Depression and anxiety could raise risk of death from cancer
British researchers have found that people who are frequently depressed or anxious may run a higher risk of dying from certain types of cancer.
The medical records of more than 160,000 adults in England and Wales indicated that people who described themselves as psychologically distressed were far more likely to succumb to cancer, especially of the pancreas, oesophagus and colon.
The likelihood of dying from leukaemia was also far more elevated among this group, the researchers found.
In a study published in the BMJ medical journal, the scientists were cautious in their conclusions, pointing out that a statistical link does not necessarily signify a cause-and-effect relationship between mood and cancer.
Their findings nevertheless added to the growing body of evidence that mental and physical health do not function on separate planes, and that one can influence the other.
While earlier research had shown that chronic depression and anxiety could help trigger heart disease and stroke, attempts to forge similar links between states of mind and cancer have yielded mixed results.

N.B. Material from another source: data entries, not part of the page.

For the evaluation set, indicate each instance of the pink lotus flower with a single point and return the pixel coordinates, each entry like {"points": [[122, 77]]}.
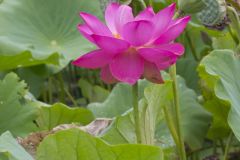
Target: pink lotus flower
{"points": [[131, 47]]}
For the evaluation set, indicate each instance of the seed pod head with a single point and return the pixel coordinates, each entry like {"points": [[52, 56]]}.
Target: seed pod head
{"points": [[214, 14], [191, 6]]}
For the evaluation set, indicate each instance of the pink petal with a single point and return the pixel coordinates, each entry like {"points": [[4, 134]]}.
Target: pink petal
{"points": [[152, 73], [110, 15], [86, 32], [138, 32], [162, 58], [124, 15], [162, 19], [94, 59], [147, 14], [95, 24], [127, 67], [174, 31], [176, 48], [110, 44], [107, 76]]}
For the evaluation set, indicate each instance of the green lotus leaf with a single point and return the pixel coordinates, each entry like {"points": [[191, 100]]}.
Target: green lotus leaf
{"points": [[157, 96], [43, 28], [78, 145], [52, 116], [118, 102], [223, 66], [11, 150], [16, 113], [25, 59]]}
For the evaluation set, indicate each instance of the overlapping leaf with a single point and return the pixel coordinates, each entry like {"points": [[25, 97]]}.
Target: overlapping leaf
{"points": [[52, 116], [224, 65], [11, 150], [78, 145]]}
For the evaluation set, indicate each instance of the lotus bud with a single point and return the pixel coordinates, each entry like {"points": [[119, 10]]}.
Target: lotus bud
{"points": [[191, 6], [214, 15]]}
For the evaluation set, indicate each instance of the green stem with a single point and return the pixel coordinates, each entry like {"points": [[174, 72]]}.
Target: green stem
{"points": [[71, 97], [232, 35], [233, 16], [228, 146], [181, 148], [222, 146], [191, 45], [171, 124], [61, 85], [143, 4], [136, 113], [50, 90]]}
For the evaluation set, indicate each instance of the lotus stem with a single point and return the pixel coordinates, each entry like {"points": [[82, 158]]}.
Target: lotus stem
{"points": [[228, 146], [181, 147], [136, 113]]}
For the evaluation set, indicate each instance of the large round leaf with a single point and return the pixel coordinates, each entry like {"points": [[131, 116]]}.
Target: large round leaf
{"points": [[44, 27]]}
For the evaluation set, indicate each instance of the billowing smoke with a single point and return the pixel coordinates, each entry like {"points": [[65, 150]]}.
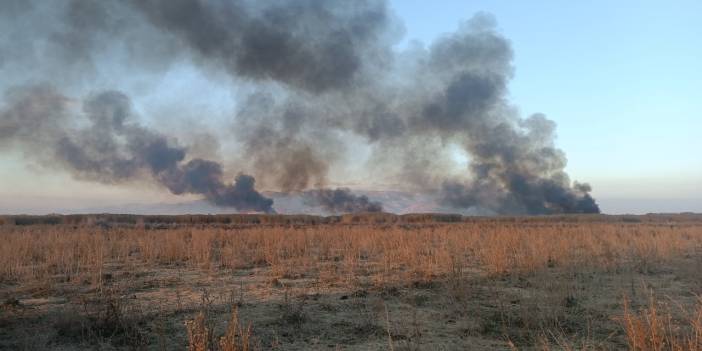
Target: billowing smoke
{"points": [[311, 78], [102, 144], [341, 200]]}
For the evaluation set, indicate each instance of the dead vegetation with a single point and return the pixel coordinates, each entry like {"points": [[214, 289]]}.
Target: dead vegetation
{"points": [[382, 282]]}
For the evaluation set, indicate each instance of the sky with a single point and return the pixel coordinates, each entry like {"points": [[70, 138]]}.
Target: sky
{"points": [[621, 80]]}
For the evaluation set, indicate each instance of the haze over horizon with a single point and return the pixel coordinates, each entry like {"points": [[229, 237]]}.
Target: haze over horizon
{"points": [[456, 110]]}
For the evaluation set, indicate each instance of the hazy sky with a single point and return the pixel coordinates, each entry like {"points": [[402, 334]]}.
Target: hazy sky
{"points": [[621, 79]]}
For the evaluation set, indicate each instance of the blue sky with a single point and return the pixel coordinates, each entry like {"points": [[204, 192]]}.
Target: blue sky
{"points": [[621, 78]]}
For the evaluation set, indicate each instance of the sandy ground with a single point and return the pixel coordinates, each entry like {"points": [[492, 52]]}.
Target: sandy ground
{"points": [[144, 307]]}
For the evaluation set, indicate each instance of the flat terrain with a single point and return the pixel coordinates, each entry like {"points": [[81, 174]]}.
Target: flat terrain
{"points": [[356, 282]]}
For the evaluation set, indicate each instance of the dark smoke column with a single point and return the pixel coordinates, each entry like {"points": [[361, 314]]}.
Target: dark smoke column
{"points": [[112, 149]]}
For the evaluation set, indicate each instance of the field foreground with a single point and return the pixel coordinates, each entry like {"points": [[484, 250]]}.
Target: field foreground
{"points": [[356, 282]]}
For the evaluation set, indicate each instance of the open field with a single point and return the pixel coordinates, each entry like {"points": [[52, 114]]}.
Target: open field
{"points": [[356, 282]]}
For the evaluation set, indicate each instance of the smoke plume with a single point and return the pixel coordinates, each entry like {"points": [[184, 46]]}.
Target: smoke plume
{"points": [[341, 200], [110, 148], [314, 82]]}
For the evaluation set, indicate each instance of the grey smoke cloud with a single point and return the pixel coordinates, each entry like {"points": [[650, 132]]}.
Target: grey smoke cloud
{"points": [[318, 70], [113, 149], [341, 200]]}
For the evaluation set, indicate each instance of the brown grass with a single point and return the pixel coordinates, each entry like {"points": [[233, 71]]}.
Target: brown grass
{"points": [[536, 279]]}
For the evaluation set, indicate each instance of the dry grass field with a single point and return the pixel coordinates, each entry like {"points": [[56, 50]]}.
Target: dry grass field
{"points": [[363, 282]]}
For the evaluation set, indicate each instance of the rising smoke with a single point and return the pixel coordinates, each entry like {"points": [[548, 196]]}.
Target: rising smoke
{"points": [[315, 72]]}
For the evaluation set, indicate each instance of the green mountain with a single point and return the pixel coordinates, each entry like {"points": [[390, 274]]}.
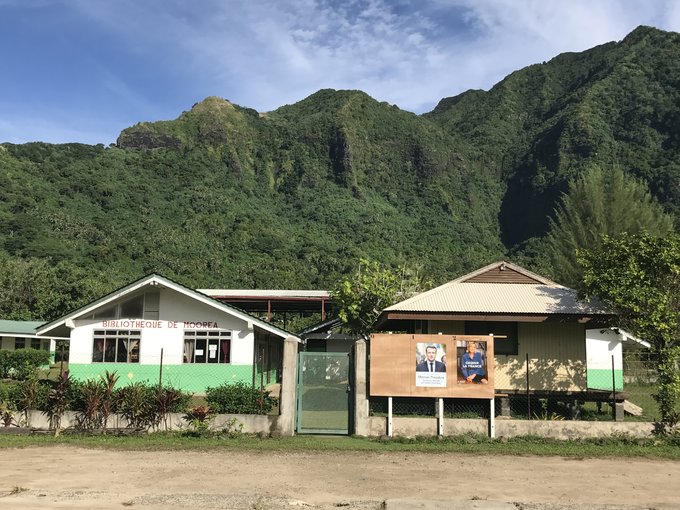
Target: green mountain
{"points": [[616, 104], [226, 196]]}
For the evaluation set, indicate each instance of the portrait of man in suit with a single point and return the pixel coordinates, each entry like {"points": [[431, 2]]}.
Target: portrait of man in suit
{"points": [[430, 363]]}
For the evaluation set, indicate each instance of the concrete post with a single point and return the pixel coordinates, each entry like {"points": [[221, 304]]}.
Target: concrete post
{"points": [[285, 425], [361, 427]]}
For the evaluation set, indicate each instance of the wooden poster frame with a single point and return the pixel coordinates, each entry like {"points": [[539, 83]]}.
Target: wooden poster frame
{"points": [[394, 358]]}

Four researchers, led by David Batty of University College London, set out to learn more by examining data from 16 long-term studies, covering 163,363 adults.
The participants were monitored for an average of nearly a decade, during which time more than 4,300 of them died of cancer.
Batty and his team studied raw data on psychological distress levels, lifestyle habits and cancer incidence, searching in particular for evidence of links between stress and cancers related to hormonal changes or lifestyle.
It has already been established that depression can disrupt hormonal balance to the extent of boosting natural cortisone concentrations and inhibiting DNA repair mechanisms – both of which weaken defences to cancer.
It is also well known that emotionally distressed people are more likely to smoke, drink and become obese – all of which are associated with a higher cancer risk.
But regardless of lifestyle, the researchers found that people who described themselves as depressed were more than twice as likely to succumb to pancreatic or oesophageal cancer, and nearly twice as likely to die of colon cancer. The rate for leukaemia was even higher.
The scientists could not discount the possibility that depression could be a result, rather than the cause of cancer, however.
“Distress might be a consequence of the early stages of the malignancy rather than a potential predictor,” they said.
Batty noted that further research was needed to confirm the link and tease out the causal connections.